Two years ago I finally made that road-trip journey in British Columbia. In a car packed to the hilt, four of us drove into Fernie at dusk and headed directly to The Brickhouse Bar and Grill, a local institution, where, within an hour, we were chatting with a local patroller, a city council member, and a pair of shop owners.
Fernie Alpine Resort is best known for its light, fluffy powder and vast terrain. It has entire runs through old-growth cedars, great views across the river valley of the Rockies, and a massive rock headwall that acts as a backdrop behind the five named bowls. But even that is selling it short. What hooked me was more than the world-class skiing—it was the laid-back culture of this mining town-turned ski mecca.

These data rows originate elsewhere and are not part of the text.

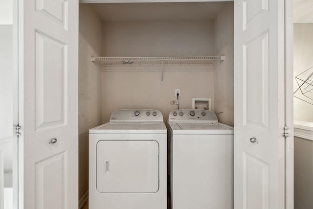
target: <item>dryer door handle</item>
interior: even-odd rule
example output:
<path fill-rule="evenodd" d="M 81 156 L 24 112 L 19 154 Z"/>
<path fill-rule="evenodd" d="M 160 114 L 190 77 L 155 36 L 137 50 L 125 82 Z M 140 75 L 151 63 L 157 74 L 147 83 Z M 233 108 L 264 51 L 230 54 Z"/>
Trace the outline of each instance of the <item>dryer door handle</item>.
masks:
<path fill-rule="evenodd" d="M 110 159 L 104 160 L 104 174 L 110 174 Z"/>

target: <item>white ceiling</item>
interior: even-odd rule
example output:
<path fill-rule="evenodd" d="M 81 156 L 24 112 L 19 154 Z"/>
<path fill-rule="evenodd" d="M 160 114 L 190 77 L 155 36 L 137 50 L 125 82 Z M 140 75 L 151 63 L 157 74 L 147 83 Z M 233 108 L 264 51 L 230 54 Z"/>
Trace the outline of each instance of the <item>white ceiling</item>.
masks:
<path fill-rule="evenodd" d="M 293 0 L 293 23 L 313 23 L 313 0 Z"/>
<path fill-rule="evenodd" d="M 229 2 L 93 4 L 103 21 L 213 20 Z"/>
<path fill-rule="evenodd" d="M 293 0 L 293 22 L 313 23 L 313 0 Z M 209 20 L 229 2 L 94 3 L 103 21 Z"/>

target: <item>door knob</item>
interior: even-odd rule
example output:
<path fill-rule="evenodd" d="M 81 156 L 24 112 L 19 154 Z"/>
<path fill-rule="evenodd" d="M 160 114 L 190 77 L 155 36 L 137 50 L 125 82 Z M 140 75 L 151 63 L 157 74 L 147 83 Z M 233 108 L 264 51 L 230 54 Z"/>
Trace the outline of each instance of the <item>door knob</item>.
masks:
<path fill-rule="evenodd" d="M 254 143 L 256 141 L 256 139 L 253 138 L 250 138 L 250 141 L 251 141 L 252 143 Z"/>
<path fill-rule="evenodd" d="M 55 144 L 57 142 L 57 141 L 58 141 L 58 139 L 57 139 L 55 138 L 52 138 L 51 139 L 51 140 L 50 140 L 50 141 L 49 141 L 49 144 Z"/>

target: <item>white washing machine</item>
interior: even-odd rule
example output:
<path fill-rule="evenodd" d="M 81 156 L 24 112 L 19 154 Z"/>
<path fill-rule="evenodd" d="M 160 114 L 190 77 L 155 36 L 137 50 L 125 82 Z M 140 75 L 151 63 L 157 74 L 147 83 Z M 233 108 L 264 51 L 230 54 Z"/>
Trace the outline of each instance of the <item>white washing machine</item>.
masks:
<path fill-rule="evenodd" d="M 204 110 L 172 111 L 167 125 L 172 209 L 233 209 L 233 127 Z"/>
<path fill-rule="evenodd" d="M 167 130 L 155 110 L 120 110 L 89 131 L 89 208 L 166 209 Z"/>

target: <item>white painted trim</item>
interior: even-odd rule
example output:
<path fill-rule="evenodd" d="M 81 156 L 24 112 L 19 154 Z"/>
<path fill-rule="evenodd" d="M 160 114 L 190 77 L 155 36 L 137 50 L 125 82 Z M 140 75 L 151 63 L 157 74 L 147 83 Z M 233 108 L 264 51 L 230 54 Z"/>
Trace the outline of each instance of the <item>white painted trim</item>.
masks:
<path fill-rule="evenodd" d="M 191 0 L 79 0 L 80 3 L 162 3 L 170 2 L 193 2 Z M 234 0 L 198 0 L 197 2 L 234 1 Z"/>
<path fill-rule="evenodd" d="M 3 149 L 5 147 L 12 145 L 12 136 L 0 139 L 0 149 Z"/>
<path fill-rule="evenodd" d="M 84 194 L 84 195 L 83 195 L 83 196 L 79 199 L 79 202 L 78 203 L 79 209 L 82 209 L 85 204 L 87 202 L 89 197 L 89 190 L 87 190 L 87 191 Z"/>
<path fill-rule="evenodd" d="M 313 140 L 313 122 L 294 121 L 295 137 Z"/>

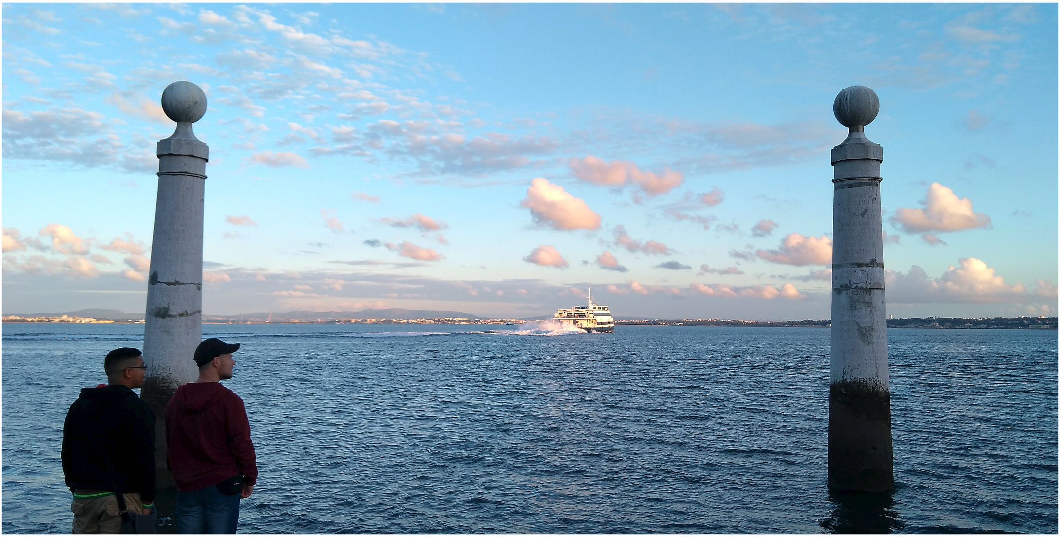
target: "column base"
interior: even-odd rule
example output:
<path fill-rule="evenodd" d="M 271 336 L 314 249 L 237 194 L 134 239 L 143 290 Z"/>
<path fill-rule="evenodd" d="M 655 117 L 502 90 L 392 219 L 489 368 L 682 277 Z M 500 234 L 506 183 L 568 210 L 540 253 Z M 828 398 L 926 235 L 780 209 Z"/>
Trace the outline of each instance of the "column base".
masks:
<path fill-rule="evenodd" d="M 890 392 L 858 381 L 835 382 L 829 391 L 828 488 L 893 490 Z"/>

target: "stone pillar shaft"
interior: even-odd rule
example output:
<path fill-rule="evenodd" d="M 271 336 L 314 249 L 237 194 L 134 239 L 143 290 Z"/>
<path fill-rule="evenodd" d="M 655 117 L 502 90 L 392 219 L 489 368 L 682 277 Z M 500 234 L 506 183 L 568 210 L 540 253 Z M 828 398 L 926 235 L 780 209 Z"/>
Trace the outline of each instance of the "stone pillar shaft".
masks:
<path fill-rule="evenodd" d="M 155 411 L 158 486 L 172 486 L 165 471 L 165 406 L 180 384 L 195 380 L 192 356 L 202 323 L 202 200 L 209 148 L 180 122 L 158 142 L 158 199 L 151 247 L 143 355 L 147 378 L 141 391 Z M 169 480 L 169 481 L 167 481 Z"/>
<path fill-rule="evenodd" d="M 874 115 L 874 113 L 873 113 Z M 832 368 L 828 485 L 895 487 L 887 379 L 880 163 L 883 148 L 863 128 L 832 149 Z"/>

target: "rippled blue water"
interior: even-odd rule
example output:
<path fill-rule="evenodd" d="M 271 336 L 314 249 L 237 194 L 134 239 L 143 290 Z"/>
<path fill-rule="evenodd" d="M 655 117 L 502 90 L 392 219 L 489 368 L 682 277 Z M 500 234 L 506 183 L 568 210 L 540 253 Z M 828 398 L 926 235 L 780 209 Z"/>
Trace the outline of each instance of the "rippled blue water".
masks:
<path fill-rule="evenodd" d="M 1057 532 L 1056 332 L 888 330 L 897 490 L 830 497 L 827 328 L 479 328 L 204 325 L 243 343 L 240 531 Z M 3 325 L 4 532 L 69 532 L 63 418 L 142 329 Z"/>

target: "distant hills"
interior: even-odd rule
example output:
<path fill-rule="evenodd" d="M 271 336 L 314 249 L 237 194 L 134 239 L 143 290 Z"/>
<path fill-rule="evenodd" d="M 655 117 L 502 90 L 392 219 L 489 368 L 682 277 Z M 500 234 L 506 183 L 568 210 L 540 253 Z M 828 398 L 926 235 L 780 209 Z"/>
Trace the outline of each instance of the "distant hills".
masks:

The ski resort was founded in 1961 and still maintains an old-school, dirtbag mentality: “keeping rippers ripped.” Everyone in Fernie is there to have a good time; nobody cares what you’re wearing or how fancy your skis are. And while you’ll find world-class amenities like high-speed lifts and great dining, it’s with a simple, friendly, relaxed feel.
That same attitude translates off-slope, whether you’re making tracks in the snow on a fat bike, throwing curling rocks, or skating at the outdoor rink. Post-activity, you can keep the festive mood going during the popular Griz Days festival.